Изменить размер шрифта - +
Еще резче прянуло грибным, кабаны хорошо чуют трюфели, ноздри твердели, и нос, и шея, а руки укорачивались, руки сводило к груди, он зарастал щетиной.

 

В эту ночь все мы, врачи и служители, сбились с ног. К утру тучи рассеялись, так и не пролив дождя. Першило в горле, и что-то ловил, ловил напряженный слух. Не сразу я догадался: петухи не пели в Колмове.

Потекли недели беспросветные. Глеб Иванович не выходил из палаты. Но едва березы тронуло желтизною, мелькнула мне последняя надежда, я примету вспомнил. Не могу сказать, в чем была она, эта надежда, а только попросил я Глеба Ивановича определить, какая на тот год грядет весна – ранняя иль поздняя. Губы его шевельнулись неумело, с трудом: «Весной…» – и больше ни звука.

Весной он умер, в марте девятьсот второго. Умер не в Колмове: Александра Васильевна почему-то сочла за благо переместить его в Ново-Знаменскую больницу близ Петербурга. О кончине Глеба Ивановича она известила меня телеграммой.

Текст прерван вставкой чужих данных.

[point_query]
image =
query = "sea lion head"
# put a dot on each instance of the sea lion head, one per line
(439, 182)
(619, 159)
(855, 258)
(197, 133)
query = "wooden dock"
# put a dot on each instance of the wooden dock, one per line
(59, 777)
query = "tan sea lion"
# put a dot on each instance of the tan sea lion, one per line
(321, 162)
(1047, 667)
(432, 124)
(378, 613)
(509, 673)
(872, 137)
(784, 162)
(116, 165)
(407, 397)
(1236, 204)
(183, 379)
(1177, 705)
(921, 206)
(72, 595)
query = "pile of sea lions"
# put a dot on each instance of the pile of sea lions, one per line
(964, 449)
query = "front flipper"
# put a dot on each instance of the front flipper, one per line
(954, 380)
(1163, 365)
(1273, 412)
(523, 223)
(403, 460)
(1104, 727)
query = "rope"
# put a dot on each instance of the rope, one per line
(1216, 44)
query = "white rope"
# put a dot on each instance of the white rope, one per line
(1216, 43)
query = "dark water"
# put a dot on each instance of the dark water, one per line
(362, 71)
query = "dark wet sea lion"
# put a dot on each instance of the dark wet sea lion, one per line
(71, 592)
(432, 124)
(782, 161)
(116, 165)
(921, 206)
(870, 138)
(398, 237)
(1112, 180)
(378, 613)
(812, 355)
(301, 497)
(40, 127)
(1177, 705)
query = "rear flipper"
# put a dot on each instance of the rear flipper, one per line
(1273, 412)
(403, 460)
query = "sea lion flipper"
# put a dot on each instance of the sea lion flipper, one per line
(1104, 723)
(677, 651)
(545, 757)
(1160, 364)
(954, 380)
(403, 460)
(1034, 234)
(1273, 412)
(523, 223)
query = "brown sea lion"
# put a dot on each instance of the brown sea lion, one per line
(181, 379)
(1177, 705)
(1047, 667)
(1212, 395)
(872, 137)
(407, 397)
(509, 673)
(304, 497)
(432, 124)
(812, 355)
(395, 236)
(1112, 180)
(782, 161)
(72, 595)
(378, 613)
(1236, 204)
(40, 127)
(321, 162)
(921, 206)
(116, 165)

Провожала его огромная масса народа, провожала своего писателя – ни единой мундирной фигуры, никого из департаментов. Пел студенческий хор, но, казалось, текла процессия в безмолвии, как текут глубокие воды.

Со святыми упокой? Да, так – со святыми.

Колмово, 1902–1903

Москва, 1986–1987

 

Приложение

ИЗ ЗАПИСОК Н.Н.УСОЛЬЦЕВА О НОВОЙ МОСКВЕ

 

1

 

Сочинения я писал гимназистом, давно. В словесности, как, впрочем, и в остальном, отнюдь не блистал. Но теперь у меня совсем иная, не гимназическая забота. Дело-то вот какое. Я хочу рассказать о событиях уже минувших. Стало быть, я эти события вижу и понимаю не совсем так, а то и совсем не так, как прежде, то есть когда они совершались. Отсюда трудность в соблюдении, так сказать, линии, пропорции. Не уверен, сумею ли, однако приступаю.

Поздней осенью, в хмурый день мы отчалили из Одессы. Все стояли на палубе, сняв шапки и крестясь. Город, берег, Россия отдалялись; моря было все больше. Я взглянул на вольных казаков, объятых какой-то внезапной сумрачной тревогой. В ту минуту я испытал (помню это очень хорошо) чувство непонятной виновности перед этими людьми.

Н.И.Ашинов тоже был на палубе. Его огромная фигура, борода, разворошенная ветром, его военная стать – все в нем выражало спокойную, твердую уверенность. Но странно: еще вчера именно эти спокойствие и уверенность представлялись мне совершенно необходимыми человеку, стоявшему во главе нашего предприятия, а сейчас, на палубе парохода, сейчас, когда мы уже плыли в открытом море… Ведь должен же он, думалось мне, должен ведь ощущать свою грозную, свою необыкновенную ответственность?

Конечно, Н.И.Ашинов, как и Михаил Пансофьевич Федоровский, как и я, Усольцев, конечно, все мы верили, что русскому народу под силу такое, что ни одному народу на свете не под силу. Это так. Но человек-то, по имени Николай Иванович Ашинов, именно он, этот человек, был нашим Моисеем, был «в ответе» если не перед судом истории (хотя почему бы и не перед ним?), то уж, по крайней мере, перед судом собственной совести. Так откуда же у него это спокойствие, эта уверенность? Что он такое, этот человек, бестрепетно решившийся «понести грех на себе»?

Тут у меня и выскакивает первое отступление от «пропорций», ибо не тогда, а много позже сознал наличие как бы двух типов или двух разрядов человеческих особей. Есть такие, что прежде всего и раньше всего думают о правах, которые им сулят обязанности. А есть другие, есть те, что прежде и раньше всего думают об обязанностях, которые на них налагают права.

Возвращаюсь на наш пароход.

Вольные казаки, стряхнув оцепенение и надев шапки, располагались. Началась распаковка скарба; у судовых бачков с кипятком загремели, как на станциях железных дорог, медные чайники; послышались говор, незлобная перебранка, даже смех.